Epílogo

Georgeanne se paró en las escaleras del Princeville Hotel en la isla de Kauai. El sol tropical le calentaba los hombros desnudos y la cabeza. Había tardado varios días en dominar completamente cómo ponerse el sarong, pero ahora llevaba uno fucsia con la parte de atrás de la floreada tela atada al cuello y cubriéndole el traje de baño. Se había puesto una gran orquídea detrás de una oreja y se había atado las sandalias en los tobillos. Se sentía muy femenina y pensó en Lexie.

Lexie habría adorado Kauai. Habría adorado las bellas playas y el agua fresca y azul. Pero Lexie tendría que conformarse con una camiseta. Georgeanne y John necesitaban pasar tiempo a solas y habían dejado a su hija con Ernie y la madre de John.

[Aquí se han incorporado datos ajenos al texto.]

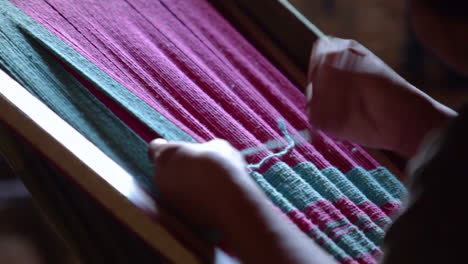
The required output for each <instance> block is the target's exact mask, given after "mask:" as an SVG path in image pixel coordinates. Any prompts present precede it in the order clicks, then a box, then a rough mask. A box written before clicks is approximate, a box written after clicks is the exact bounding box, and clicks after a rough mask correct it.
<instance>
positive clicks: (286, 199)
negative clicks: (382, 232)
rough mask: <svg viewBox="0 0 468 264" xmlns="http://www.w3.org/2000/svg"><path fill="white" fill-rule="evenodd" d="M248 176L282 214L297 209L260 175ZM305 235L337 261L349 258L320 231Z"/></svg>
mask: <svg viewBox="0 0 468 264" xmlns="http://www.w3.org/2000/svg"><path fill="white" fill-rule="evenodd" d="M250 175H251V176H252V178H253V179H254V180H255V181H256V182H257V183H258V184H259V185H260V187H261V188H262V189H263V190H264V192H265V193H266V195H267V196H268V197H269V198H270V200H271V201H272V202H273V203H274V204H275V205H276V206H278V207H279V208H281V210H282V211H283V212H284V213H286V214H287V213H290V212H292V211H294V210H297V208H295V207H294V205H292V204H291V202H290V201H288V199H286V198H285V197H284V196H283V194H281V193H280V192H278V191H277V190H276V189H275V188H274V187H273V186H271V184H270V183H268V181H266V180H265V178H264V177H263V175H262V174H260V173H258V172H255V171H253V172H251V173H250ZM307 235H309V236H310V237H311V238H313V239H314V241H316V242H317V243H319V244H321V245H322V247H323V248H324V249H325V250H327V251H328V253H330V254H331V255H332V256H334V257H335V258H336V259H337V260H339V261H342V260H344V259H346V258H349V257H350V256H349V255H347V254H346V253H345V252H344V251H343V249H342V248H340V247H339V246H338V245H337V244H335V242H333V240H331V239H329V238H328V237H327V236H326V235H325V234H324V233H323V232H322V231H321V230H320V229H318V228H314V229H313V230H311V231H310V232H309V233H308V234H307Z"/></svg>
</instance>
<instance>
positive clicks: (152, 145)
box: [150, 138, 167, 149]
mask: <svg viewBox="0 0 468 264" xmlns="http://www.w3.org/2000/svg"><path fill="white" fill-rule="evenodd" d="M166 143H167V140H165V139H164V138H157V139H155V140H153V141H151V142H150V148H151V149H153V148H157V147H158V146H160V145H163V144H166Z"/></svg>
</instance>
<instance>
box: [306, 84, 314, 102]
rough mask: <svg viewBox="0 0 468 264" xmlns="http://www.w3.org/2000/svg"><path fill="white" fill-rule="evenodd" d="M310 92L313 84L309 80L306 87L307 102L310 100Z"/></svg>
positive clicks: (311, 97)
mask: <svg viewBox="0 0 468 264" xmlns="http://www.w3.org/2000/svg"><path fill="white" fill-rule="evenodd" d="M312 93H313V85H312V82H310V83H309V84H308V85H307V87H306V98H307V102H310V101H311V100H312Z"/></svg>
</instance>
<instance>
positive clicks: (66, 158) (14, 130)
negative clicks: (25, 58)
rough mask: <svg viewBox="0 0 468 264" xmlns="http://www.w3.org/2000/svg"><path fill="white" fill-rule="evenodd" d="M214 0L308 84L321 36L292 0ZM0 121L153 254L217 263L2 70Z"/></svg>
mask: <svg viewBox="0 0 468 264" xmlns="http://www.w3.org/2000/svg"><path fill="white" fill-rule="evenodd" d="M211 2H212V3H213V4H214V5H215V6H216V7H217V8H218V9H219V10H220V11H221V12H222V13H223V15H224V16H225V17H226V18H228V19H229V20H230V21H231V23H233V25H234V26H236V28H237V29H238V30H240V31H241V32H242V33H243V34H244V36H246V37H247V38H248V39H250V41H251V42H252V43H254V45H256V46H257V48H258V49H259V50H260V51H262V52H263V53H264V54H265V55H266V56H267V57H269V59H270V60H271V61H272V62H274V63H275V64H276V65H277V66H278V67H279V68H280V69H281V70H282V71H283V72H285V74H286V75H287V76H289V78H290V79H291V80H292V81H293V82H295V83H296V84H297V85H299V86H300V87H303V86H304V85H305V81H306V71H307V66H308V58H309V53H310V49H311V47H312V45H313V42H314V41H315V40H316V39H317V37H316V35H315V34H314V32H313V30H312V29H311V28H310V25H309V24H308V22H307V21H306V20H305V18H304V17H302V15H301V14H300V13H299V12H298V11H297V10H295V9H294V8H293V7H292V6H291V5H290V4H289V3H288V2H287V1H285V0H279V1H275V0H255V1H251V0H236V1H231V0H211ZM0 123H4V124H6V126H7V127H9V128H11V129H12V130H13V131H15V133H16V134H18V135H19V136H20V137H21V138H23V139H25V141H27V142H28V143H29V144H30V145H31V146H33V148H34V149H36V150H37V151H38V152H40V153H41V154H42V155H43V156H45V157H46V158H47V159H48V160H49V161H50V162H51V163H52V164H54V166H55V167H56V168H58V169H59V170H60V171H62V172H65V174H66V175H68V176H69V177H70V179H69V180H71V182H74V183H76V184H77V185H78V186H79V187H80V188H81V191H83V190H84V191H85V192H87V193H88V194H89V195H90V196H91V197H92V198H93V199H94V200H96V201H97V202H98V203H99V205H100V206H101V207H103V208H105V209H106V211H108V213H110V215H111V218H116V219H118V222H120V223H121V224H123V226H126V227H128V229H130V230H131V231H130V233H134V234H136V235H137V237H139V241H140V242H142V243H144V244H146V245H148V246H149V248H150V250H151V249H156V250H157V251H158V252H160V253H161V255H162V256H163V258H164V259H166V260H168V261H170V262H174V263H205V262H215V261H214V255H215V254H214V251H213V249H212V247H210V246H209V245H208V244H207V243H206V242H204V241H202V240H201V239H199V238H198V237H197V236H196V235H195V234H194V233H193V232H192V231H191V230H189V229H188V228H187V227H186V226H185V225H184V224H182V223H180V222H179V221H178V220H176V219H175V218H174V217H172V216H170V214H169V213H167V212H165V211H164V209H163V208H160V207H158V205H157V204H156V203H155V202H154V200H153V199H152V197H150V196H149V195H148V194H147V193H145V192H144V191H143V190H142V189H141V188H140V187H139V186H138V184H137V183H136V182H135V181H134V180H133V178H132V177H131V176H130V175H129V174H128V173H127V172H125V171H124V170H123V169H122V168H121V167H120V166H118V165H117V164H116V163H115V162H113V161H112V160H111V159H110V158H108V157H107V156H106V155H105V154H104V153H102V152H101V151H100V150H99V149H98V148H97V147H95V146H94V145H93V144H92V143H90V142H89V141H88V140H86V139H85V138H84V137H83V136H82V135H81V134H79V133H78V132H77V131H76V130H74V129H73V128H72V127H71V126H69V125H68V124H67V123H66V122H65V121H63V120H62V119H61V118H60V117H58V116H57V115H56V114H55V113H53V112H52V111H51V110H50V109H49V108H48V107H47V106H45V105H44V104H43V103H42V102H40V101H39V100H38V99H36V98H35V97H34V96H33V95H31V94H30V93H29V92H27V91H26V89H24V88H23V87H21V86H20V85H19V84H18V83H17V82H15V81H14V80H13V79H11V78H10V77H9V76H7V75H6V74H5V73H3V72H2V71H0ZM376 155H377V156H376ZM373 156H374V157H376V158H377V159H378V160H379V161H380V162H381V163H382V164H384V165H386V166H390V168H391V170H392V171H393V172H397V171H398V170H395V169H394V167H393V166H391V163H389V162H388V161H387V160H386V159H385V158H384V157H382V156H381V155H380V154H377V153H373ZM98 161H99V162H98ZM43 180H44V179H43ZM23 181H24V182H25V183H26V185H27V187H28V189H30V191H31V192H32V194H33V196H34V197H35V199H36V200H38V201H39V204H40V205H41V207H42V208H44V210H45V212H46V213H47V215H49V216H51V218H52V222H54V224H55V225H57V226H59V229H61V233H62V232H63V233H65V234H66V235H65V236H66V237H67V238H69V239H71V240H73V239H75V238H76V235H73V234H70V232H67V231H66V229H67V228H69V226H67V224H68V225H70V224H73V223H71V222H70V221H66V220H64V219H61V218H62V217H64V215H62V216H60V215H57V214H56V213H54V211H56V210H62V209H63V208H64V206H61V207H60V206H59V207H55V208H54V207H53V206H50V203H52V202H54V201H51V199H50V198H49V199H47V198H46V197H44V195H42V194H41V192H43V191H44V190H43V189H41V183H40V179H36V178H28V179H23ZM42 184H43V183H42ZM79 191H80V190H78V192H79ZM76 193H77V192H76V191H75V194H76ZM46 196H47V195H46ZM69 210H70V209H69ZM71 210H73V209H71ZM98 210H99V208H98ZM101 210H102V208H101ZM108 219H109V218H108ZM60 227H61V228H60ZM64 229H65V230H64ZM117 229H118V228H117ZM67 233H68V234H67ZM72 233H73V232H72ZM75 240H76V239H75ZM182 240H183V241H184V243H182V242H181V241H182ZM78 241H79V242H78V243H75V246H77V247H83V246H84V245H82V244H83V243H85V242H83V240H82V239H81V240H79V239H78ZM143 241H144V242H143ZM80 243H81V244H80ZM187 245H188V247H187ZM80 252H82V250H80ZM97 254H99V253H97ZM85 255H86V254H85ZM96 258H97V257H96V254H94V255H93V254H87V257H86V259H87V261H88V262H98V261H97V259H96ZM221 262H223V261H221Z"/></svg>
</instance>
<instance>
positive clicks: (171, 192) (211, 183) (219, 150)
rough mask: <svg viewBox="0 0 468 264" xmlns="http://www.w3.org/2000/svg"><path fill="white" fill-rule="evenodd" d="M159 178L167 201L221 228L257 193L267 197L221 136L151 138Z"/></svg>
mask: <svg viewBox="0 0 468 264" xmlns="http://www.w3.org/2000/svg"><path fill="white" fill-rule="evenodd" d="M149 152H150V153H149V154H150V157H151V159H152V160H153V161H154V163H155V167H156V171H155V176H154V181H155V183H156V186H158V189H159V191H160V194H161V197H162V198H163V200H164V201H166V202H167V203H168V204H170V206H171V207H173V209H174V210H175V211H176V212H177V213H178V214H180V215H181V216H182V217H184V218H186V219H187V220H190V221H191V222H192V223H195V224H197V225H198V226H200V227H205V228H206V227H209V228H210V229H213V228H215V229H219V228H221V226H224V225H226V224H229V223H226V221H230V220H233V217H232V216H230V215H229V214H231V212H233V211H237V209H239V210H238V211H241V208H242V207H244V206H246V205H247V203H250V201H251V200H252V199H258V197H260V198H261V199H265V200H266V196H265V195H263V193H262V192H261V190H260V188H259V187H258V186H257V185H256V184H255V182H254V181H253V180H252V179H251V177H250V176H249V175H248V173H247V171H246V163H245V161H244V158H243V157H242V156H241V154H240V153H239V152H238V151H237V150H236V149H234V148H233V147H232V146H231V145H230V144H229V143H228V142H226V141H224V140H220V139H216V140H212V141H210V142H207V143H204V144H191V143H183V142H167V141H165V140H163V139H156V140H154V141H152V142H151V144H150V150H149Z"/></svg>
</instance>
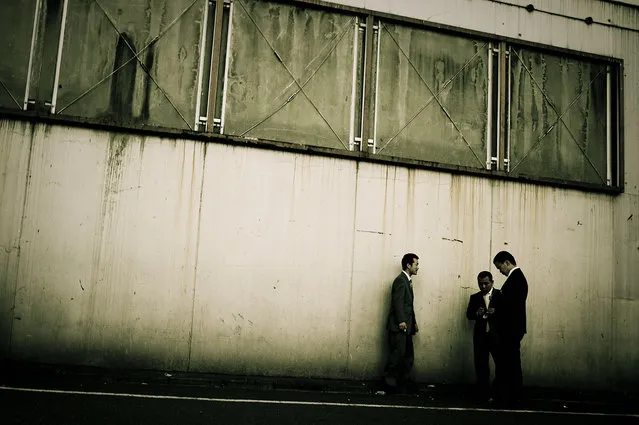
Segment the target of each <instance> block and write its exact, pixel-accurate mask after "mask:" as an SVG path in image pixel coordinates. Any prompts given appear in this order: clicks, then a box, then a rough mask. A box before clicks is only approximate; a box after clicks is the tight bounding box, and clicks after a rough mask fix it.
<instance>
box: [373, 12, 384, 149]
mask: <svg viewBox="0 0 639 425" xmlns="http://www.w3.org/2000/svg"><path fill="white" fill-rule="evenodd" d="M376 31H377V49H376V51H375V55H376V59H375V95H374V97H375V99H374V103H373V109H374V118H373V146H372V148H373V153H377V112H378V104H377V101H378V98H379V96H378V94H379V56H380V49H381V47H380V46H381V42H382V21H377V26H376Z"/></svg>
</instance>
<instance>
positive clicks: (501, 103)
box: [497, 41, 507, 170]
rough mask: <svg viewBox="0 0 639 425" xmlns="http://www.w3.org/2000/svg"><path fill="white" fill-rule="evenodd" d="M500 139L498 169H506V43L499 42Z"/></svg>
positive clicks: (497, 161)
mask: <svg viewBox="0 0 639 425" xmlns="http://www.w3.org/2000/svg"><path fill="white" fill-rule="evenodd" d="M498 78H499V106H498V111H497V113H498V114H499V126H498V128H497V131H499V139H498V142H497V169H498V170H503V169H504V156H505V152H506V149H505V148H506V146H505V145H506V119H505V111H506V88H507V87H506V43H505V42H503V41H502V42H500V43H499V77H498Z"/></svg>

Un Jeep Cherokee alquilado aparcó en la cuneta. La puerta del conductor se abrió y el corazón se le hinchó bajo el pecho. Le gustaba cómo se movía John. Rebosaba confianza y caminaba con la elocuente seguridad de un hombre a gusto consigo mismo. Sólo un hombre tan seguro de sí mismo habría elegido llevar puesta una camisa azul con enormes flores rojas y grandes hojas verdes. Estaba tan seguro de sí mismo que algunas veces la abrumaba un poco. Si hubiera dejado que John hiciera las cosas a su manera, se habrían casado al día siguiente de haberse declarado. Lo había podido, retrasar un mes y así había podido planificar una bonita boda en una pequeña capilla en Bellevue.

Llevaban casados una semana y cada día lo quería más. Algunas veces sus sentimientos eran demasiado intensos y no podía contenerlos. Se refrenaba mirando al cielo y sonriendo, o riéndose sin razón aparente incapaz de contener su felicidad. Le había dado a John su confianza y su corazón. A cambio, él la había hecho sentirse segura y amada con una intensidad que algunas veces le quitaba el aliento.

Lo siguió con la mirada mientras rodeaba el Jeep. Abrió la puerta del acompañante, luego se giró y le sonrió. Georgeanne recordó la primera vez que lo había visto, de pie al lado de un Corvette rojo, con esos anchos hombros y esa elegancia innata, como un caballero con una brillante armadura.

– Aloha, señor -lo saludó en voz alta, descendiendo las escaleras para salir a su encuentro.

John frunció el ceño.

– ¿Llevas algo debajo de eso?

Ella se detuvo delante de él y encogió los hombros.

– Depende. ¿Eres un jugador de hockey?

– Sí. -Una sonrisa hizo desaparecer el ceño-. ¿Te gusta el hockey?

– No. -Georgeanne negó con la cabeza y bajó la voz, susurrando con aquella voz sureña que sabía que le volvía loco-. Pero puede que haga una excepción contigo, cariño.

Él la alcanzó y le deslizó las manos por los brazos desnudos.

– ¿Así que deseas mi cuerpo?

– Qué se le va a hacer. -Georgeanne suspiró y de nuevo sacudió la cabeza-. Soy una mujer débil y tú eres simplemente irresistible.